The airline projected a pre-tax loss of NZ$340 million to NZ$390 million ($201.62 million-$231.27 million) for the year ending June 30 compared to last year’s profit of NZ$189 million. The forecast assumed an average jet fuel price of $145 per barrel in the second half, the airline said.
The loss would be the carrier’s largest since 2022 and would exceed the Visible Alpha consensus estimate of NZ$308.2 million.
Shares of the country’s flag carrier fell as much as 3.5% to NZ$0.425, among the worst performers in the broader S&P NZX 50 benchmark index, which was down 0.3%.
“The scale and speed of recent movements in jet fuel prices and refining margins have created a material external shock for the global aviation sector,” Air NZ said in an exchange filing.
Jet fuel has cost $160 to $230 a barrel in the last 10 weeks, sharply higher than $85 to $90 a barrel before the conflict broke out in the Middle East, Air NZ said.
This surge has hammered the aviation industry, where fuel accounts for up to a quarter of operating costs. It has also deepened the strain on Air New Zealand, which was already contending with fleet constraints linked to engine maintenance issues and soft domestic demand.
The carrier has already hiked fares and consolidated capacity thrice, two key levers airlines use to cushion the impact of high fuel prices. It warned there could be further capacity consolidation if fuel prices stay high.
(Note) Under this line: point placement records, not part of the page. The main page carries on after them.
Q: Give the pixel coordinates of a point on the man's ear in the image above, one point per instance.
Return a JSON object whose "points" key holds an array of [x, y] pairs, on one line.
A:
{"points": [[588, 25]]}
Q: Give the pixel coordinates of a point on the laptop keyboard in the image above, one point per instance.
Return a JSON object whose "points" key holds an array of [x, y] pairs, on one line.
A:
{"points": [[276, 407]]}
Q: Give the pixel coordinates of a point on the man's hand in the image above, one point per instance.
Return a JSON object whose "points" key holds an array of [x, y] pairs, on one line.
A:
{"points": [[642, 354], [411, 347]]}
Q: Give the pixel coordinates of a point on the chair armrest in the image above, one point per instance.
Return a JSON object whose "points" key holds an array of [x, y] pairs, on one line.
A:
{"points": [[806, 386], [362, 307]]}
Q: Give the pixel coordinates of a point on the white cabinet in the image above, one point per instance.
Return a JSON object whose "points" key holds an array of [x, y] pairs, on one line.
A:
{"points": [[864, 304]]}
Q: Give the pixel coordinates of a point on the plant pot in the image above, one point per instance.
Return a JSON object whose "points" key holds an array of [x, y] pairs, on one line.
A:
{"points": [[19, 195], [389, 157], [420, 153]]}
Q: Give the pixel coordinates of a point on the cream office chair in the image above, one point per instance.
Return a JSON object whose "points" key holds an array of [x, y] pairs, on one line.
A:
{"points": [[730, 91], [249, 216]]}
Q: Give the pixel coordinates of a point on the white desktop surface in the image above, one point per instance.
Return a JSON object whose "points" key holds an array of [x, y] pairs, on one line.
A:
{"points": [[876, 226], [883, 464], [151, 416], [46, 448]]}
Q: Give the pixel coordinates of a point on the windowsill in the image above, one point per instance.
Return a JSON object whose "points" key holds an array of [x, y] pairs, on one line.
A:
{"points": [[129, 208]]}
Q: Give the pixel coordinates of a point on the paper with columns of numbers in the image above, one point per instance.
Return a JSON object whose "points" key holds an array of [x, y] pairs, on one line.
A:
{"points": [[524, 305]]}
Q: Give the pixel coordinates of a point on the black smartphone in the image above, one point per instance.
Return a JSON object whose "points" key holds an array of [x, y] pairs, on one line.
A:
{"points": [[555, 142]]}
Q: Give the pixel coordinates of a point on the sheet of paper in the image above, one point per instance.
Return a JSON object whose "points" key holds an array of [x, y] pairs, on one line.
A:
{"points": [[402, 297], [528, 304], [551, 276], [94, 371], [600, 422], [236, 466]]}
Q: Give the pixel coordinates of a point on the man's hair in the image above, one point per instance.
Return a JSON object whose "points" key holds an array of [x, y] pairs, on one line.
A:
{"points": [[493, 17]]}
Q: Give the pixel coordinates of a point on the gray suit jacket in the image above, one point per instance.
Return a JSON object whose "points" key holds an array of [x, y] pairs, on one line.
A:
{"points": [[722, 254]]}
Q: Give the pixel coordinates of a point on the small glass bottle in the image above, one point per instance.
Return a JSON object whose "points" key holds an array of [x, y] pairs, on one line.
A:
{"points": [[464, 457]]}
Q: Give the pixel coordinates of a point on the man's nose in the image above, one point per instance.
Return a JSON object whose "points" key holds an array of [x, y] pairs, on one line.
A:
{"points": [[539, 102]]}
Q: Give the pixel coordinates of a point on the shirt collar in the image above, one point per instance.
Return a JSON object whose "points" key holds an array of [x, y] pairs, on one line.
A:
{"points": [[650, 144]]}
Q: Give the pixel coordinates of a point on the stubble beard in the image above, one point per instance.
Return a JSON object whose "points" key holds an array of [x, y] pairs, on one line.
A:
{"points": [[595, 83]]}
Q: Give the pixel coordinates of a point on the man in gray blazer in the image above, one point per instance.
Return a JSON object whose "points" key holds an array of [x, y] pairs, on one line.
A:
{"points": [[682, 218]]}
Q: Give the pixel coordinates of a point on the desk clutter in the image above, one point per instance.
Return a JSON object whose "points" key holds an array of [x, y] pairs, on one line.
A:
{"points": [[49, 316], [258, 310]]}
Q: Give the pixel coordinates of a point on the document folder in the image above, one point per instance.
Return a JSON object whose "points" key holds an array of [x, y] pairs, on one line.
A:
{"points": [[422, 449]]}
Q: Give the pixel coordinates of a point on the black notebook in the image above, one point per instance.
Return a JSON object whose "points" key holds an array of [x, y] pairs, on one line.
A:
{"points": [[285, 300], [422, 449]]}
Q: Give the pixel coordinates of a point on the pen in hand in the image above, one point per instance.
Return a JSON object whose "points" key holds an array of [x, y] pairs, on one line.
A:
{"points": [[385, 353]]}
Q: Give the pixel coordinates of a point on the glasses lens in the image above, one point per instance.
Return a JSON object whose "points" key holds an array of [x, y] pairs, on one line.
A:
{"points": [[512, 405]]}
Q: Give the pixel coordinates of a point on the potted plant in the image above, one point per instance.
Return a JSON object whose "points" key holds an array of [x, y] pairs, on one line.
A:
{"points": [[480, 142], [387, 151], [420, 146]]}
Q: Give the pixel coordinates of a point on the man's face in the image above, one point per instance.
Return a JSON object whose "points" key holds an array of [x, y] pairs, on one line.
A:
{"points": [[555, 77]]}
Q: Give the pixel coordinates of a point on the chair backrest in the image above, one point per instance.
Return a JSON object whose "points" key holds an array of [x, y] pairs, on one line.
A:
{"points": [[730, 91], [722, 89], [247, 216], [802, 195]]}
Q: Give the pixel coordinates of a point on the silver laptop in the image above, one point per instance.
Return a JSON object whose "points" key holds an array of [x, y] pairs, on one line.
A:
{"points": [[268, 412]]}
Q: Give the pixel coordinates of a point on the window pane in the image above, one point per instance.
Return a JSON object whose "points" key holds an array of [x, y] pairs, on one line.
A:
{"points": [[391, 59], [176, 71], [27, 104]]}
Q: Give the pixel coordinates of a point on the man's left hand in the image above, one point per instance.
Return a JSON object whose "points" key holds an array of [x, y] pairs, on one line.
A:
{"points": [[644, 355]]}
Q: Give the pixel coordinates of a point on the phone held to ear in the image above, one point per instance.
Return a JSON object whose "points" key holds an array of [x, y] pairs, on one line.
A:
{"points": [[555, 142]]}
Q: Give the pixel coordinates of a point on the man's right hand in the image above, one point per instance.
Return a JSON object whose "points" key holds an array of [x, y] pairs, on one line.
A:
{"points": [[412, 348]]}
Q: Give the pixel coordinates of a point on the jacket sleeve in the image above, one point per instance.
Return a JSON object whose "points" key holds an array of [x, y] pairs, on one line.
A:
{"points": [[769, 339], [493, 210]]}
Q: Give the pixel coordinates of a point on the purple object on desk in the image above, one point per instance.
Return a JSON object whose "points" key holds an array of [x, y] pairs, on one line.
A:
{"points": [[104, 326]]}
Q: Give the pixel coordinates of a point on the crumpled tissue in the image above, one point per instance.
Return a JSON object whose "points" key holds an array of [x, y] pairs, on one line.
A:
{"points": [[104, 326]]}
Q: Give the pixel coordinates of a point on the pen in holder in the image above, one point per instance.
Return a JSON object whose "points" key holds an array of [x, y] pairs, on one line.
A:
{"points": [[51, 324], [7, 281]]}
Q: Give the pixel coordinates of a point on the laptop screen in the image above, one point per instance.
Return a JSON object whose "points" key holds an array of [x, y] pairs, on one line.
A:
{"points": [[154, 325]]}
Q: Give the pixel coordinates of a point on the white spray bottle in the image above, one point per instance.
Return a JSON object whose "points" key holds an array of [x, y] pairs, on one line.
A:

Jeremy Sullivan, investment adviser at Hamilton Hindin Greene, believes the pain for the carrier is not over yet because of a difficult combination of headwinds.
These include high fuel prices, slower bookings, aircraft availability issues and limited near-term pricing power, he said.
Air NZ expects its second-half fuel expense to be NZ$980 million, around 32% higher than predicted in February, taking its full-year bill to NZ$1.75 billion from NZ$1.48 billion in 2025.
The airline also said it would review its capital expenditure plans and the timing of aircraft deliveries to better align with demand and market conditions.